Desde pequeños, malamente, se nos infunde el miedo a los muertos.
Todo lo sobrenatural nos resulta aterrador, aunque nos puedan gustar las historias de terror o los cuentos de miedo.
Eran memorables aquellas sesiones televisivas que nos recetábamos mis hermanas y yo, viendo, envueltos en cobijas, los programas de Boris Karloff.
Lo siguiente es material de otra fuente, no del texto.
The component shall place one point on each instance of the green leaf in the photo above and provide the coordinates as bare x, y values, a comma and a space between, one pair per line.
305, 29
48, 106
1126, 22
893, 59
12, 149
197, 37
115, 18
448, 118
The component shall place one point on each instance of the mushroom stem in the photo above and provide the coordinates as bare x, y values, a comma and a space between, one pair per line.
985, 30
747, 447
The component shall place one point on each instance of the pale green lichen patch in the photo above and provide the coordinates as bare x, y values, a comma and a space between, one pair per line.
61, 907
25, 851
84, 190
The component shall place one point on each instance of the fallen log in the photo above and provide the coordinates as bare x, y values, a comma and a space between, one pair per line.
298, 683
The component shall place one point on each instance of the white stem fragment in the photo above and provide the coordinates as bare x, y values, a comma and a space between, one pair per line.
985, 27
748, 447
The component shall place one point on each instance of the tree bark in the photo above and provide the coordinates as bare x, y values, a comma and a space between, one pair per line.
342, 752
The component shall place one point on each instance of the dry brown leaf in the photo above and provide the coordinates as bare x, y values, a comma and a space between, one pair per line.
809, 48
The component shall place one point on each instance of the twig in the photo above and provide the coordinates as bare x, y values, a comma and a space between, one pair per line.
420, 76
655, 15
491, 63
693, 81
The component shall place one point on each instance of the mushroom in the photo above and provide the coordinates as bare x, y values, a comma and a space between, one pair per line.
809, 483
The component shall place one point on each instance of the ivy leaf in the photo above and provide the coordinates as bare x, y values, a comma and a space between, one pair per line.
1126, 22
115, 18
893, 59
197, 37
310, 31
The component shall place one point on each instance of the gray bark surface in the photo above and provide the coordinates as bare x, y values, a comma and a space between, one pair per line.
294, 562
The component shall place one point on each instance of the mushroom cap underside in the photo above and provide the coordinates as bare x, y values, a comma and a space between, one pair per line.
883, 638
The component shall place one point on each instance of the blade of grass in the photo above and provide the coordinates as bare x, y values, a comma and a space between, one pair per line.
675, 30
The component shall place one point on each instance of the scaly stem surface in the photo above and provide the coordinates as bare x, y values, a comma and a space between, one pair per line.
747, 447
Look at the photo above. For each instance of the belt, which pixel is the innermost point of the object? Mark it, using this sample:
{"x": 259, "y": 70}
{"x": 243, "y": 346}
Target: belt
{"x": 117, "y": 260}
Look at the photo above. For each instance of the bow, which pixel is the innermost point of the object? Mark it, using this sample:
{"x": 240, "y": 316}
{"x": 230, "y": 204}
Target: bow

Aquel actor británico que sabía manejar magistralmente el suspenso y el terror y cuyo verdadero nombre era: William Henry Pratt.
En la radio solíamos también, en determinada época del año, escuchar aquel programa de: “Apague la luz y escuche...”, en el que se narraban cuentos de ultratumba que nos ponían los pelos de punta.
Cuando salíamos de campamento, nos gustaba también rodearnos de la fogata y que algún adulto nos contara, envueltos en la noche oscura, historias macabras. Y nunca faltaba el travieso que, a media historia, le echaba agua a la lumbre, para que crepitara en forma horrenda, lo que le añadía un efecto aún más feo a la sesión.
Se nos inculca temerle a los difuntos, por el solo hecho de serlo, aunque yo he contado en este espacio, que a mí me agradaría mucho platicar con los míos.
Charlar con los seres queridos que ya no están con nosotros debe ser gratificante y aleccionador.
Por eso sostengo que no le temo a los muertos. Más miedo les tengo a los vivos.
Le temo a los hombres sin entrañas que gozan haciendo sufrir a su prójimo.
Porque los vivos sí matan, lastiman, roban, torturan, agreden insultan, hieren. Ellos son capaces de incurrir en las peores infamias. Los muertos no nos causan daño.
Nosotros solos nos causamos un estado de tensión terrible y nos infartamos del miedo.
Yo les temo a los hombres que son capaces de apretar un botón y desatar una guerra nuclear.
A los que fabrican bombas y las hacen detonar como en Japón, al fin de la segunda guerra.
Porque fueron capaces de masacrar a millones de personas y dejar una estela de afectación por muchos años.
Temo a los que son capaces de tomar un fusil y disparar contra una población inerme o a los que se divierten torturando a los prisioneros de guerra.
Temo a los que sin remordimientos, destruyen bosques, talan selvas y contaminan aguas. A los que matan cobardemente a animales indefensos y les quitan la piel para comercializarla.
Temo a las madres que abandonan a sus hijos, sólo por considerarse incapaces de mantenerlos. O los hijos que abandonan a sus padres en un asilo para no tener que atenderlos.
Temo a los hombres que cobardemente golpean a sus mujeres e hijos, porque son incapaces de dominar su ira y por ello abusan de su fuerza.
Temo al hombre que no se conduele de los niños de la calle, de la anciana que pide limosna o del discapacitado que solicita un poco de ayuda.
Temo a aquel que no se enternece ante la sonrisa de un niño o no disfruta de una puesta de sol.
Del que no vibra con las notas de una hermosa sinfonía o no tiene un solo recuerdo grato al escuchar una canción de amor.
Temo al hombre que me habla de un Dios de castigo que con flamígero dedo me condena a una pena eterna, sin tomar en cuenta mis flaquezas.
Temo al que no sabe descubrir el amor de una mujer con tan sólo mirarla a los ojos.
Temo a toda aquella persona que no es capaz de sentir amor y actuar en consecuencia.
Les temo a todas ellas... Pero no a los muertos.
Por lo demás, “Hasta que nos volvamos a encontrar que Dios te guarde en la palma de Su mano”.